Sunday 3 February 2013

Sunday Poem

 
CORRECTIONS 
My friend works medium security and says
Of his mad charges, “You can’t be angry.
They’re sick—shouldn’t be here.” To the near-sane,
he doles punishments when “Fuck you, screw”
is prelude to a shank—some soup spoon snatched
and ground against the whetstone of the bars,
a razor blade bound into a pencil’s
eraser tip, or merely the handle
of a toothbrush made sharp as murder-one.
And stranger things: back in stir after
his biopsy a man threatened to force
a pen through the hole and crush his liver
unless given Tylenol Three.
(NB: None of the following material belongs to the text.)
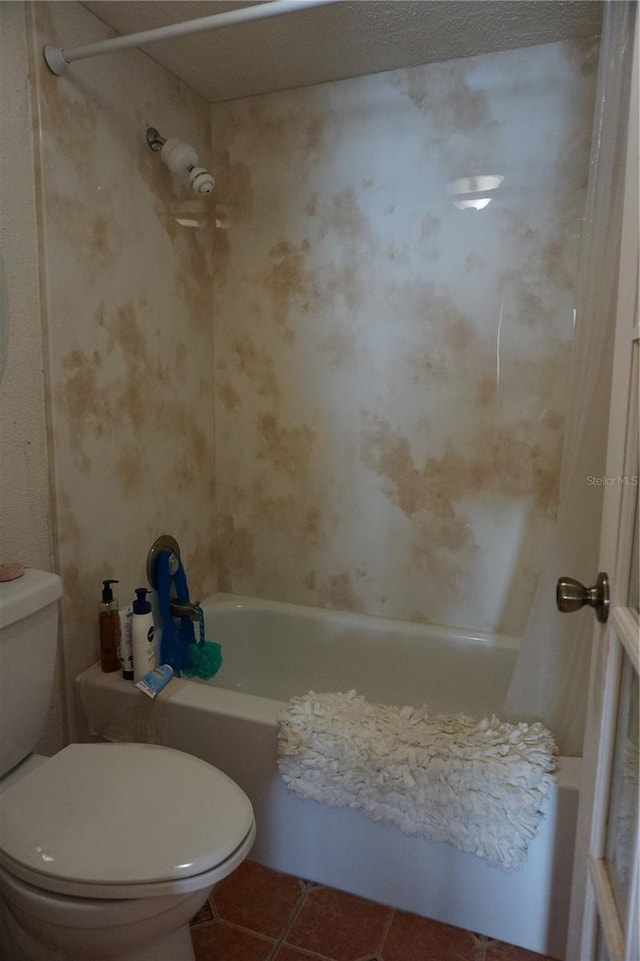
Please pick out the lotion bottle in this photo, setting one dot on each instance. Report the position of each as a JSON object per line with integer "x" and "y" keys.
{"x": 142, "y": 631}
{"x": 109, "y": 625}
He settled for
Extra Strength and the promise of a doctor:
“I was just joking,” he added meekly,
knowing threats of self-harm bring sanctions too—
days apart in an observation cell,
diaper-clad and deprived of any thing
imagination could turn into a noose.
Others would cut themselves or even rip
open the skin and muscle with their hands;
one inmate slashed deeper than his scrotum,
poured blood and half his entrails on the floor;
luckless, he missed the artery and lived.
Some lifers, almost done, can no longer mount
the stairs to the range or have left their
wits at the scene—time’s muddled fugitives
who could not pick themselves from a line–up.
Beyond correction, a man with one leg
weighs 500 pounds and may no longer lift
himself. Torpid, he pisses and shits among
the blankets, cannot wash or move,
cuffed to a history of offences,
manslaughter (released) and then child rape.
His heart and kidneys wind down—my friend,
tall as a linebacker, joins a staggering
scrimmage of guards and paramedics,
as they hoist the stretcher down stairwells
and across a lighted courtyard to the gate
where an ambulance waits to parole him.